PetroChina, having paid C$1.9 billion to enter the oil sands upstream, is ready to participate in other financing arrangements, according to AOSC’s prospectus.

“The terms of the PetroChina loans require that 90 percent of the cash flow derived from commercial production of the MacKay and Dover oil sands projects be used for repayment of outstanding balances under the PetroChina loans,” it said.

PetroChina has loaned AOSC C$430 million to retire its senior secured debt and is expected to contribute C$660 million over the next four years to fund AOSC’s 40 percent of the initial oil sands phases, starting with 35,000 bpd at MacKay River.

Estimates of 140 million barrels

An independent evaluation estimates AOSC has 140 million barrels of proved plus probable reserves and 7.1 billion barrels of contingent resources on its net 1.57 million acres.

“Management believes that the large scale of the company’s assets may also attract interest from other potential joint venture partners should the company choose to pursue that strategy,” AOSC said.

“Most of the company’s leases are located in proximity to Suncor (Energy’s) producing MacKay River (steam-assisted gravity drainage) project as well as other planned oil sands projects. As a large-scale leader in the area, Athabasca intends to opportunistically pursue acquisitions to complement its existing portfolio.”

Nexen testing interest

Hot on AOSC’s heels is Nexen, the fifth largest Canadian-based independent, which is testing industry interest in the Alberta heavy oil region by offering 18,000 barrels of oil equivalent per day and 1.25 million gross acres for bids.
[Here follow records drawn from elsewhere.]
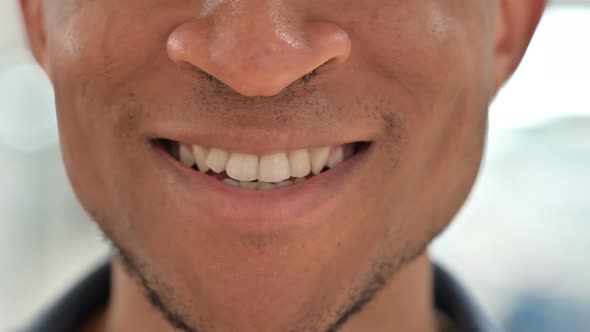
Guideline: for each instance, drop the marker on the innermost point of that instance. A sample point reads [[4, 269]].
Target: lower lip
[[204, 195]]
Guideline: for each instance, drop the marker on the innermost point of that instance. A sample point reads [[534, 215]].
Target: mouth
[[265, 172], [260, 184]]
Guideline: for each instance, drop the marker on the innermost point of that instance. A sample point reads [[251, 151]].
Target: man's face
[[411, 80]]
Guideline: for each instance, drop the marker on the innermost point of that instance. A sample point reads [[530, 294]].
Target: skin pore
[[413, 78]]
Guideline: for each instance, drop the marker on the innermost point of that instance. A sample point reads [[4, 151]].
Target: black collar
[[92, 293]]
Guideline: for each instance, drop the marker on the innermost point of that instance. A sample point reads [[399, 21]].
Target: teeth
[[248, 185], [336, 158], [242, 167], [186, 156], [274, 168], [230, 182], [298, 181], [200, 155], [299, 163], [348, 151], [271, 170], [265, 186], [284, 184], [318, 158], [217, 160]]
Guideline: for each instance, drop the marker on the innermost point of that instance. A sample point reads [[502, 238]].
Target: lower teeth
[[259, 185]]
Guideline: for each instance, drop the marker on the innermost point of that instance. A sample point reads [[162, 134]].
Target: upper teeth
[[270, 168]]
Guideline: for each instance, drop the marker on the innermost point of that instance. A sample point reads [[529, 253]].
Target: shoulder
[[454, 302]]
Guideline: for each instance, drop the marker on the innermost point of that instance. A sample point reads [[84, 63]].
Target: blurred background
[[521, 244]]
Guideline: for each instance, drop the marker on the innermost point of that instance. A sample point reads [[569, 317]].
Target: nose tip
[[262, 60]]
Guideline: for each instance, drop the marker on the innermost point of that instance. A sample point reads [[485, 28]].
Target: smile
[[263, 172], [263, 185]]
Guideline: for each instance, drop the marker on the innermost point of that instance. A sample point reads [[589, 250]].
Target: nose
[[257, 47]]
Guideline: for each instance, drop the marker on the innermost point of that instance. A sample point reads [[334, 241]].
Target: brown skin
[[413, 77]]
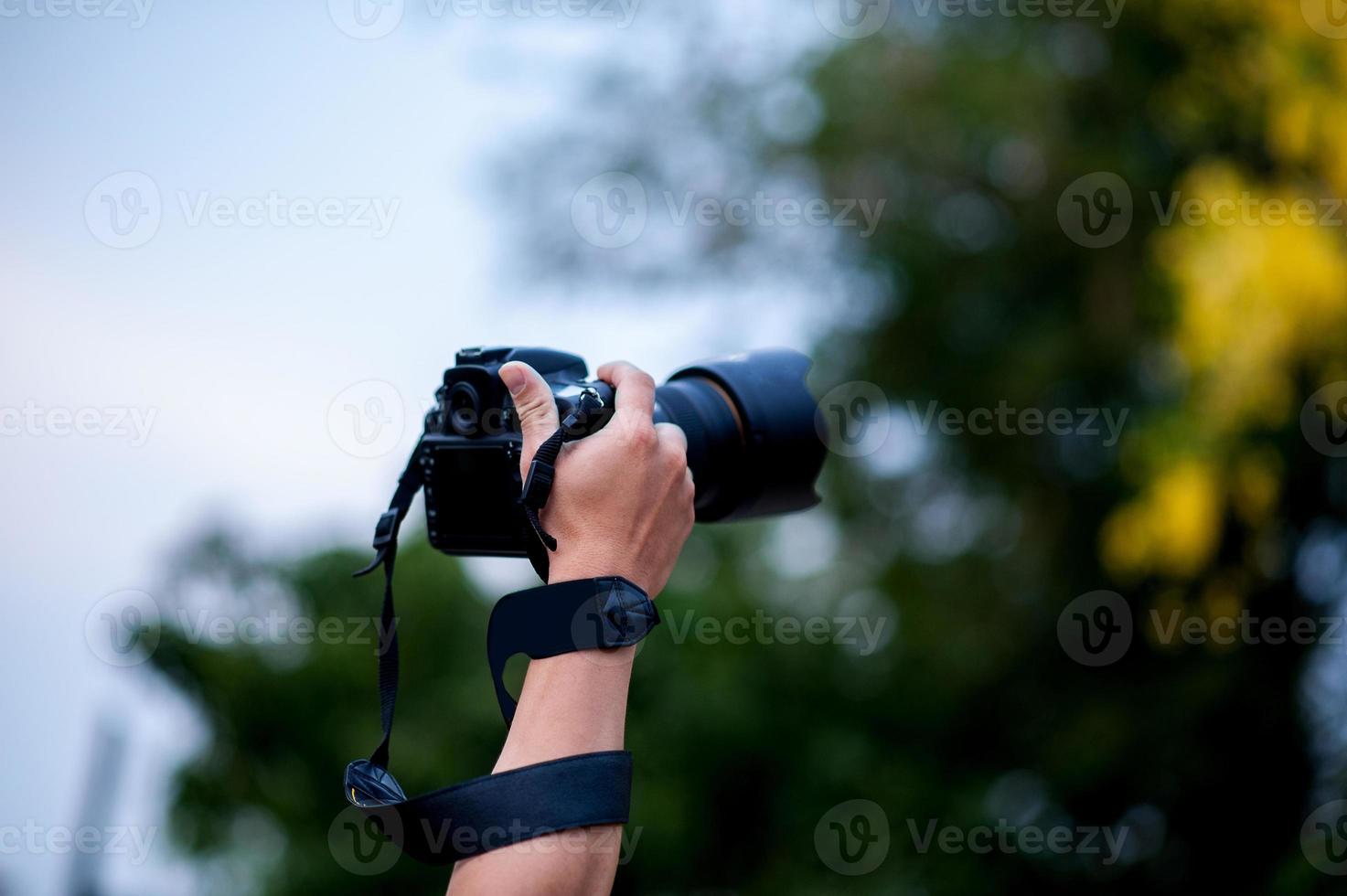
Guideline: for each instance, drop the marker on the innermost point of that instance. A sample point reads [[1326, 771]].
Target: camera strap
[[497, 810], [541, 474]]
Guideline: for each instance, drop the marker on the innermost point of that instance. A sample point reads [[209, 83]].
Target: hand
[[621, 503]]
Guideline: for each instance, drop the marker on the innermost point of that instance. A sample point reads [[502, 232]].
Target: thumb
[[535, 404]]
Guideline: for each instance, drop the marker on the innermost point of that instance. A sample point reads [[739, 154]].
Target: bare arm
[[621, 506]]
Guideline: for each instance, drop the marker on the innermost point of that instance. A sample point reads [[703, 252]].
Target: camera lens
[[752, 441], [464, 410]]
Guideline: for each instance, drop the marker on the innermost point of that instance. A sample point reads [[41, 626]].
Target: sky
[[235, 233]]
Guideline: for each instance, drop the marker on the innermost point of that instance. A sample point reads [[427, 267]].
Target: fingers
[[634, 389], [535, 406]]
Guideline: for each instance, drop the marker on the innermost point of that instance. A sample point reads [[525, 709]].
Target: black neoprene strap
[[567, 616], [497, 810]]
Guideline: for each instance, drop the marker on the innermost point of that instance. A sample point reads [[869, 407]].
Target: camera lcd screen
[[476, 488]]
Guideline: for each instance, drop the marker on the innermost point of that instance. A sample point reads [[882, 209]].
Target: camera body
[[470, 449], [751, 424]]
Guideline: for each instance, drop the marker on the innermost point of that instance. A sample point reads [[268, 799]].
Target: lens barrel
[[752, 441]]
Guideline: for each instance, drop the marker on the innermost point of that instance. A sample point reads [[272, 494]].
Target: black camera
[[752, 440]]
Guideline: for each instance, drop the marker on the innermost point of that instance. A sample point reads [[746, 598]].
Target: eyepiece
[[464, 410]]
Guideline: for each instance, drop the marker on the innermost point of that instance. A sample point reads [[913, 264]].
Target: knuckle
[[643, 438]]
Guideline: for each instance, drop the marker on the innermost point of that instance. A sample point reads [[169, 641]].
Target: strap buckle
[[386, 531], [538, 486]]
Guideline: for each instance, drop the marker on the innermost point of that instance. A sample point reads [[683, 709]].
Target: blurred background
[[1075, 279]]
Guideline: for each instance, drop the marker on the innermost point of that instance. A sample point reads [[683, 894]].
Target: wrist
[[569, 569]]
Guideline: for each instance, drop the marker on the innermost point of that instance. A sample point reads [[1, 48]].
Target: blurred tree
[[971, 293]]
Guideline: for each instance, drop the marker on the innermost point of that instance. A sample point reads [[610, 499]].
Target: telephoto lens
[[752, 438]]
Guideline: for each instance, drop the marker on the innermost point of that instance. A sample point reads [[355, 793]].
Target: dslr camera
[[751, 422]]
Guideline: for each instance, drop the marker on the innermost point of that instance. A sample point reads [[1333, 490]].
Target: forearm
[[572, 704]]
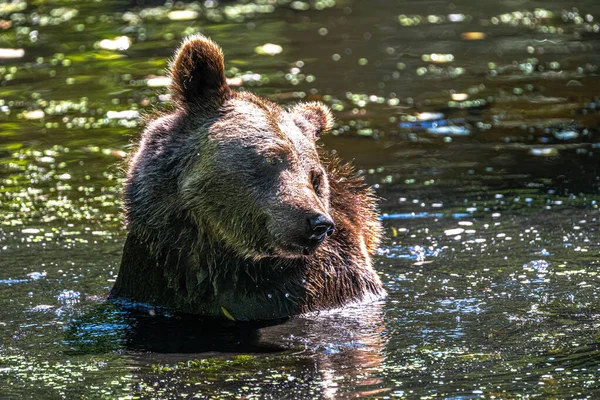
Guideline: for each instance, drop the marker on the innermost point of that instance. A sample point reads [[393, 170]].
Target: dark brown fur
[[217, 197]]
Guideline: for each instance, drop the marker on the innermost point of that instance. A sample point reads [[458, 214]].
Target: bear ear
[[313, 118], [198, 73]]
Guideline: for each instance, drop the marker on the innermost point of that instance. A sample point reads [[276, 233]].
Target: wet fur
[[203, 240]]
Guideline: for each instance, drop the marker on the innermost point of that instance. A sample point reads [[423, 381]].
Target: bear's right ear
[[198, 74]]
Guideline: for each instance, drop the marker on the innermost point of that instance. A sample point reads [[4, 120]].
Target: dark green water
[[490, 201]]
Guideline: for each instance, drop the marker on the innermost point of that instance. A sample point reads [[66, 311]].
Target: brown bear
[[231, 211]]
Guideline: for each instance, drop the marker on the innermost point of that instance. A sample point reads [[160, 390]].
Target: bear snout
[[319, 227]]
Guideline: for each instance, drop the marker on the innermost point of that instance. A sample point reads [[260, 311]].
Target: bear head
[[256, 182]]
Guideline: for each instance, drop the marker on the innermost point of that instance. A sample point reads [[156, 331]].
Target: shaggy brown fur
[[231, 210]]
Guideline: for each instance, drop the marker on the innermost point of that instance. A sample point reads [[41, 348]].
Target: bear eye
[[271, 160], [315, 180]]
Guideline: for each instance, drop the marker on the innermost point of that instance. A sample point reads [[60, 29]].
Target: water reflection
[[327, 349]]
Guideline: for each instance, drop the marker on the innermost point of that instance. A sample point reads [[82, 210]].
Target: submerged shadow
[[319, 349], [113, 327]]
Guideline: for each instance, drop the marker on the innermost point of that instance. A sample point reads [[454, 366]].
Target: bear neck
[[203, 276]]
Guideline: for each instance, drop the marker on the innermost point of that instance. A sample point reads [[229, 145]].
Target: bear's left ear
[[198, 74], [313, 118]]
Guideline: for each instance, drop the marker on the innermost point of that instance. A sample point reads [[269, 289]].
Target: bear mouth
[[297, 250]]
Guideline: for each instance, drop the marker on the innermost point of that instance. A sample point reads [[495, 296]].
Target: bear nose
[[320, 226]]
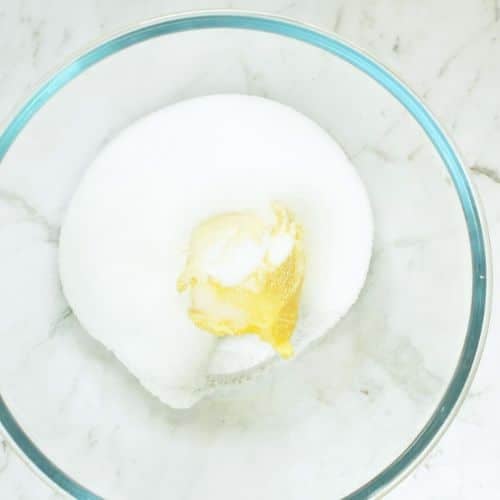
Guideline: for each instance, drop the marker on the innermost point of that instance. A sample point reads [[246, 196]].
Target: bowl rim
[[330, 42]]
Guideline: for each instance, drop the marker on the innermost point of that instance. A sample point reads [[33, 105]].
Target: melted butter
[[245, 275]]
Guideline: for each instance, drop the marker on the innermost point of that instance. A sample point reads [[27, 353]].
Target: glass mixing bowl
[[348, 418]]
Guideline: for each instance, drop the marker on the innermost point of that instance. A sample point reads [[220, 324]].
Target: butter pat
[[245, 271]]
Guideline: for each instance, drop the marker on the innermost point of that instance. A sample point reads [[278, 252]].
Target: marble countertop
[[448, 52]]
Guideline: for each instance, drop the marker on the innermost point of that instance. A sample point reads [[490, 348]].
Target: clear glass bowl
[[350, 417]]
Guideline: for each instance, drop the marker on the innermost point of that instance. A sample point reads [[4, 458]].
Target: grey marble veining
[[447, 52]]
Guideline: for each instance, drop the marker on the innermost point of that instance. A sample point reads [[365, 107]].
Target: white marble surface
[[448, 52]]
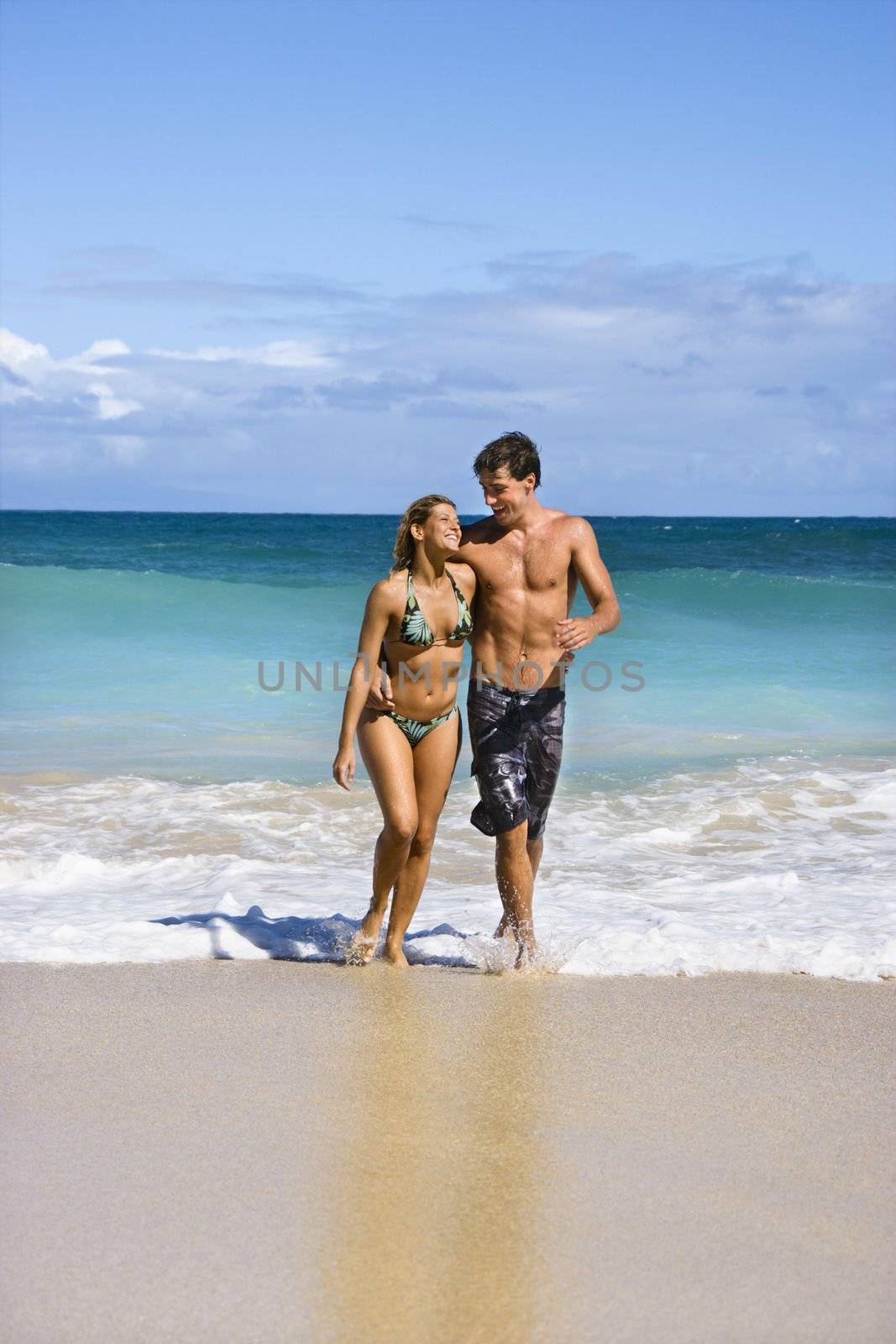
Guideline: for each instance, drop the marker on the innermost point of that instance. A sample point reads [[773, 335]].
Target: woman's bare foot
[[363, 945], [396, 954]]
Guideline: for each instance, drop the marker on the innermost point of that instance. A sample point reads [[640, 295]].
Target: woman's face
[[443, 528]]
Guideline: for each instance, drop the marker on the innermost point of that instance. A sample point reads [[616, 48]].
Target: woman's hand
[[344, 768]]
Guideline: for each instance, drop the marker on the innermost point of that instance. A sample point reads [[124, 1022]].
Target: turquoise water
[[134, 643]]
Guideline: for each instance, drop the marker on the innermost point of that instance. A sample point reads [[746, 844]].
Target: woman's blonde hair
[[416, 512]]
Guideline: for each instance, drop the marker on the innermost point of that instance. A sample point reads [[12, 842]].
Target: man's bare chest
[[537, 566]]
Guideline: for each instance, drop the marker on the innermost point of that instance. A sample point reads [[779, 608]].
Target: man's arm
[[574, 633]]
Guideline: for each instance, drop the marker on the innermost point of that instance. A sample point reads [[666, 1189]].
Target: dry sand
[[275, 1152]]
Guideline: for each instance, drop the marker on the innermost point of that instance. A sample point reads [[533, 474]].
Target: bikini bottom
[[414, 729]]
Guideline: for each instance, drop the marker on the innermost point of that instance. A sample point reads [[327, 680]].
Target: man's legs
[[516, 885], [533, 850]]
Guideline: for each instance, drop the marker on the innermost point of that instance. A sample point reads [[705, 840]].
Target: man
[[528, 561]]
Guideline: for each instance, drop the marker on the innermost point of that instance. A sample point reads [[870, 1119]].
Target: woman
[[421, 613]]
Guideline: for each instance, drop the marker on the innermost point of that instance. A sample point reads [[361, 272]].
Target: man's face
[[504, 495]]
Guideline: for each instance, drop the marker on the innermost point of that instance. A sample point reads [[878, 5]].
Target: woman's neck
[[426, 570]]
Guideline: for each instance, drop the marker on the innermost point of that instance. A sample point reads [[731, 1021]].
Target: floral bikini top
[[414, 624]]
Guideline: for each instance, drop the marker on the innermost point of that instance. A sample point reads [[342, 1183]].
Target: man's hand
[[575, 632], [344, 768], [380, 696]]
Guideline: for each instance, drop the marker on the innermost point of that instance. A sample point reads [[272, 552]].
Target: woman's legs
[[390, 763], [434, 761]]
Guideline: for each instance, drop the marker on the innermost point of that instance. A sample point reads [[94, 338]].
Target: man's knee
[[512, 842]]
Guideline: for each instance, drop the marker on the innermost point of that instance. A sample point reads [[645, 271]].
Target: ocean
[[728, 784]]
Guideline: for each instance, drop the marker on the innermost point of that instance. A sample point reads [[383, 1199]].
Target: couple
[[519, 570]]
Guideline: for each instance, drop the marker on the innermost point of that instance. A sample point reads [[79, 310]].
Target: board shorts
[[517, 743]]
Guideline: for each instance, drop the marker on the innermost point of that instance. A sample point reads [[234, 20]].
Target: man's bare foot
[[363, 945], [503, 929], [526, 948]]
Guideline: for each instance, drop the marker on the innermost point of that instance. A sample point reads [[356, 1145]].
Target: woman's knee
[[401, 828], [423, 839]]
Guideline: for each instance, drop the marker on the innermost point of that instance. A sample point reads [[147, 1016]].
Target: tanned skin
[[528, 562]]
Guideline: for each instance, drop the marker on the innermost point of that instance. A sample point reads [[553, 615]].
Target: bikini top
[[414, 624]]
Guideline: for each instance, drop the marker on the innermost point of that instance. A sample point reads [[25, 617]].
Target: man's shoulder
[[566, 528], [484, 530], [571, 524]]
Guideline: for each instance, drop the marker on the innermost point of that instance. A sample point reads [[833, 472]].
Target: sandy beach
[[278, 1152]]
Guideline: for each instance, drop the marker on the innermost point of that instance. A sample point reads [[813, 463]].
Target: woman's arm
[[376, 616]]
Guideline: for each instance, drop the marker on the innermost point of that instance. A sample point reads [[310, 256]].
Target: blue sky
[[291, 255]]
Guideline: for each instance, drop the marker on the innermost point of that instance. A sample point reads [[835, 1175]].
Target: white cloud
[[687, 380], [280, 354]]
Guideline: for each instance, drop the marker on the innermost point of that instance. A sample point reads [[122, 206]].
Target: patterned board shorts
[[517, 743]]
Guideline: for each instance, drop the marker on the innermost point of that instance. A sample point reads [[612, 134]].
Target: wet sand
[[269, 1152]]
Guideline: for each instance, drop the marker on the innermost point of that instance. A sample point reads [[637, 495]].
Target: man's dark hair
[[513, 450]]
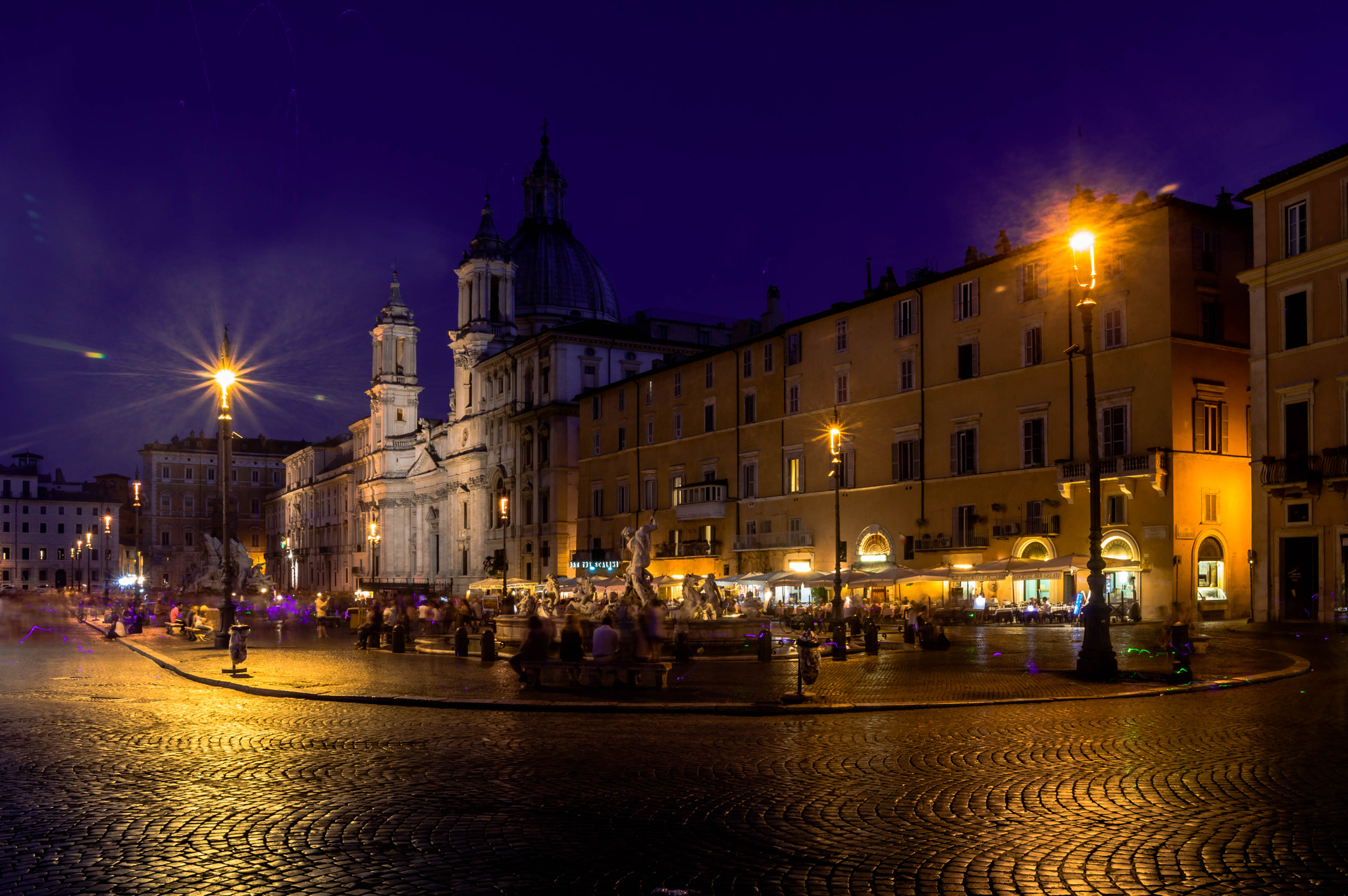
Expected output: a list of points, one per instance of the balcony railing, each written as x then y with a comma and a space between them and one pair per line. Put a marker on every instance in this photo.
1285, 470
1336, 464
770, 541
1150, 465
688, 549
1016, 526
701, 501
948, 542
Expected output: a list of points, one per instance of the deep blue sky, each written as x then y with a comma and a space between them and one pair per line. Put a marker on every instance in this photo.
711, 150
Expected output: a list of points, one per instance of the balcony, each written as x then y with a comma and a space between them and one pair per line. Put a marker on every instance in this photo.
940, 542
688, 549
1016, 526
774, 541
701, 501
1126, 469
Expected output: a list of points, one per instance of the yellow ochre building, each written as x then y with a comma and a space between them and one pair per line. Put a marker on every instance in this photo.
1299, 375
964, 432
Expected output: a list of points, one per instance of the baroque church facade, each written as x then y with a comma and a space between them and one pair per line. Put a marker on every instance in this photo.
419, 503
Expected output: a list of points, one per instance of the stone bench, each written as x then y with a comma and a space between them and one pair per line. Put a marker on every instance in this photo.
534, 670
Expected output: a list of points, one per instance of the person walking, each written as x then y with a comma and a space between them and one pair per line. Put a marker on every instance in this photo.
534, 650
573, 646
320, 614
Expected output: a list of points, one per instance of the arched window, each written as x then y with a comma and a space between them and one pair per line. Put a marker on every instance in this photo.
1034, 551
1116, 549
A part of the company’s strategy of streamlining its operations and tightening its focus on other core areas, Nexen is hoping to fetch C$1 billion in asset sales over the next two years, with the heavy oil holdings expected to generate C$600 million-$800 million.

Chief Executive Officer Marvin Romanow said earlier this year Nexen wants to concentrate on ramping up production at its Long Lake oil sands project and further developing that resource; building on its success in British Columbia’s shale gas play; exploring and producing in the Gulf of Mexico; and working on international operations in the North Sea, Nigeria’s offshore Usan project and Yemen.

A Nexen spokeswoman said the company hopes it can take advantage of the current enhanced value of heavy oil, which currently generates about C$73.40 per barrel for Imperial Bow River heavy crude and C$80 per barrel for Edmonton Par.

The Scotia Waterhouse Web site said the properties for sale are primarily close to Lloydminster, which straddles the Alberta-Saskatchewan border.

Terry Peters, an analyst with Canaccord Adams, said in a note that Nexen has more desirable places to reinvest its capital, whether it is Long Lake, owned 65 percent by Nexen and 35 percent by OPTI Canada, the Horn River shale play in British Columbia and the Gulf of Mexico.

Waterous said declining heavy crude production in Mexico and Venezuela should raise interest in Canadian heavy crude in major refining centers such as the U.S. Gulf Coast, where coking capacity is being expanded to handle increasing Canadian supplies.

Identified as possible bidders are Canadian Natural Resources and Husky Energy, both leading heavy oil producers near Lloydminster, and Baytex Energy Trust.